Developing a strategy for managing health care expenses is an important component in planning for long term care. As people grow older, it becomes increasingly worthwhile for some to understand Medicare and its potential to cover some health care needs. While navigating its regulations and conditions can be complex and sometimes downright confusing, there are a few key aspects, including its basic structure, that should be examined.
According to Politico, 44 million Americans are enrolled in the Medicare program, and that number is expected to rise to 79 million by 2030. It was first signed into law in 1965 to provide insurance for people 65 and older and it was expanded in 1972, allowing certain people under 65 with permanent disabilities and end-stage renal disease (ESRD) to receive coverage.
Medicare expenses are covered largely by payroll taxes that have been paid by workers and employers. One critical fact that people should be aware of is that Medicare does not cover all health care expenses or long term care. Insurance coverage, if already existing from your employer will also factor into your coverage.
Basic Structure of Medicare
Medicare is separated into four sectors:
- Part A: This plan is used to cover inpatient care including hospital stays, skilled nursing care, and some hospice care and home care following hospitalization.
- Part B: The Part B plan covers expenses such as doctor and health care provider visits (such as physicals and outpatient services), equipment, and some home health care.
- Part C: This is also known as Medicare Advantage and generally combines coverage included in Parts A and B, and sometimes Part D as well.
- Part D: This plan covers prescription drug costs.
Typically when you apply for Medicare, you may choose between what’s known as Original Medicare by buying Part A and B coverage and supplementing those with a Part D plan, or you can buy a Medicare Advantage Plan that merges Part A and Part B coverage and sometimes provides some prescription coverage as well. The Advantage plan is offered privately but contracted with Medicare.
Costs of Medicare
The costs of Medicare can vary greatly between individuals because there’s so many factors that can influence cost, including specific coverage needs and how much an individual has paid in. For example, if you have been paying Medicare taxes for at least 40 quarters, Part A will likely be available at no premium cost. If you’ve paid in for 30-39 quarters, the estimated premium for part A is $227. For people who have paid in less than 30 quarters, the premium is $413.

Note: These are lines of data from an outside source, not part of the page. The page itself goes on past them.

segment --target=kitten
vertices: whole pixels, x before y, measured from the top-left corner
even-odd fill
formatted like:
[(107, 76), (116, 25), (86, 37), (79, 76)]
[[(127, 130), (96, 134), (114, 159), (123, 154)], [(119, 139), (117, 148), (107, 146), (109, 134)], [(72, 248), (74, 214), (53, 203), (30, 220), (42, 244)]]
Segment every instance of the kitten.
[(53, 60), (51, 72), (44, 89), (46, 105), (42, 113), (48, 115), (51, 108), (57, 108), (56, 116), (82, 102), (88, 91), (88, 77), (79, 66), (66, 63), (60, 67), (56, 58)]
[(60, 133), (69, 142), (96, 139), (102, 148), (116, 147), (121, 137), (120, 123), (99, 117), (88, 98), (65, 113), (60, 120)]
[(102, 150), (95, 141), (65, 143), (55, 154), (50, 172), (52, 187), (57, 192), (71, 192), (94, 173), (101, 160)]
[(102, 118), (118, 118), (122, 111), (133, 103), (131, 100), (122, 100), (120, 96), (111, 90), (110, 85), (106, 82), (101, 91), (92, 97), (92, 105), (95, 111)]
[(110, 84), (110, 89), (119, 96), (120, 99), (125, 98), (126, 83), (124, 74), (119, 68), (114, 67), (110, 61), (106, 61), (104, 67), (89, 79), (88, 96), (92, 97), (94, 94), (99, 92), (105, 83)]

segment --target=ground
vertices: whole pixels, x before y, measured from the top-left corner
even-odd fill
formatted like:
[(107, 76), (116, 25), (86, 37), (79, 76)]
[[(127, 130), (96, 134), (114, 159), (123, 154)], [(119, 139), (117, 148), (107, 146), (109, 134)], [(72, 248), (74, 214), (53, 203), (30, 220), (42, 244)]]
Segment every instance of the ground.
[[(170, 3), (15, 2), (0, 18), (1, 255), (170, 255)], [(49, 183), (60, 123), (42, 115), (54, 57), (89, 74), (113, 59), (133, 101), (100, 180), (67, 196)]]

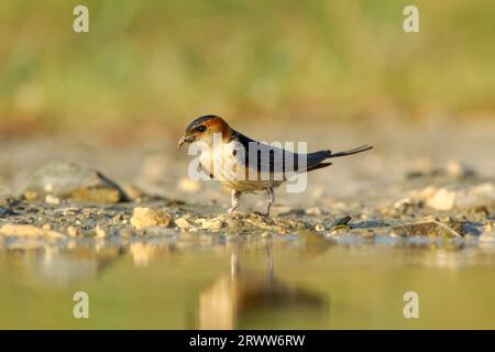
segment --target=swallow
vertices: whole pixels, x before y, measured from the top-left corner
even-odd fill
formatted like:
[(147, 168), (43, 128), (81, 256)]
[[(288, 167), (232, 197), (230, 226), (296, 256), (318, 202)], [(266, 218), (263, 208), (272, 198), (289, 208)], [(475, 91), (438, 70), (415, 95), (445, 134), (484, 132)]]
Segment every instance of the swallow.
[(231, 190), (229, 213), (239, 207), (243, 193), (266, 191), (268, 201), (264, 216), (275, 201), (275, 189), (294, 175), (328, 167), (332, 157), (348, 156), (373, 148), (362, 145), (345, 152), (329, 150), (296, 153), (268, 143), (257, 142), (233, 130), (222, 118), (213, 114), (194, 120), (178, 141), (201, 143), (199, 167)]

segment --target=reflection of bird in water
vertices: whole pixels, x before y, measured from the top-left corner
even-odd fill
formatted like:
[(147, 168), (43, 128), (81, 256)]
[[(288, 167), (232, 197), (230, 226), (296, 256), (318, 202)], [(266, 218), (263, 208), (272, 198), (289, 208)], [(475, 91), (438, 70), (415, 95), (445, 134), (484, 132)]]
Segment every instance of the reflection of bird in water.
[(267, 248), (267, 273), (260, 275), (240, 270), (237, 253), (231, 254), (231, 275), (215, 280), (199, 295), (199, 329), (235, 329), (243, 316), (266, 309), (309, 307), (326, 312), (327, 299), (319, 293), (280, 283)]

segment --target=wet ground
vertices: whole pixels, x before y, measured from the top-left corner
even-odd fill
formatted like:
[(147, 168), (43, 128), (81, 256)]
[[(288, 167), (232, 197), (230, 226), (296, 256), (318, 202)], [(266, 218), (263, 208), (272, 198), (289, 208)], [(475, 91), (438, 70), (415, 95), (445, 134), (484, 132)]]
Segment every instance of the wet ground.
[(227, 216), (226, 190), (190, 182), (179, 131), (1, 141), (0, 328), (495, 328), (495, 124), (329, 130), (309, 148), (375, 148), (282, 189), (270, 219), (262, 195)]

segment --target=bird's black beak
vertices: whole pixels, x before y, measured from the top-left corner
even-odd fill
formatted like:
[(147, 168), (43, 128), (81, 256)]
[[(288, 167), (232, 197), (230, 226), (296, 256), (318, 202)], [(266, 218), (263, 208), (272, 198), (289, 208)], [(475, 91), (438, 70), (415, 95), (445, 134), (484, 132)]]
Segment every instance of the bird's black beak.
[(184, 143), (190, 143), (194, 142), (195, 138), (193, 135), (183, 135), (180, 138), (180, 140), (177, 143), (177, 148), (179, 148), (180, 146), (183, 146)]

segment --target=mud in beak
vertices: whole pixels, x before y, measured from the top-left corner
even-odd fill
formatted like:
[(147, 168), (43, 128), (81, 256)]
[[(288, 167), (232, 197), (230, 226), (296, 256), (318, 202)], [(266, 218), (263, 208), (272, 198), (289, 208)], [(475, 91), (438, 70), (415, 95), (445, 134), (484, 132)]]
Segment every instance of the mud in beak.
[(180, 138), (180, 140), (177, 143), (177, 148), (179, 148), (180, 146), (183, 146), (184, 143), (190, 143), (195, 140), (195, 138), (193, 135), (183, 135)]

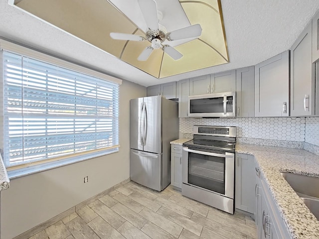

The federal government notes that people have the option to turn down Part B coverage because of the premium that’s required, but cautions that “if you decide to enroll in Part B later on, you may have to pay a late enrollment penalty for as long as you have Part B coverage. Your monthly premium will go up 10 percent for each 12-month period you were eligible for Part B, but didn’t sign up for it, unless you qualify for a special enrollment period.”
The standard premium for Part B is $137; this cost can rise with a higher income. Parts C and D vary by plan. There are also deductibles and coinsurance costs to take into consideration: for 2017, the deductible for Part A is $1,316 per benefit period, and coinsurance costs for Part A vary depending on the length of hospital or nursing facility stay.
Applying for Medicare
The attributes of Medicare go far beyond its four basic parts. There are many factors that will determine how much you will pay, how much coverage you will be provided, and the fundamental question of whether signing onto this program is right for you. In light of those varying factors, Medicare.gov provides an easy-to-use calculator that people of any age can use to identify eligibility as well as estimate premium costs. This can serve as a good starting point in creating a comprehensive plan for managing health care coverage.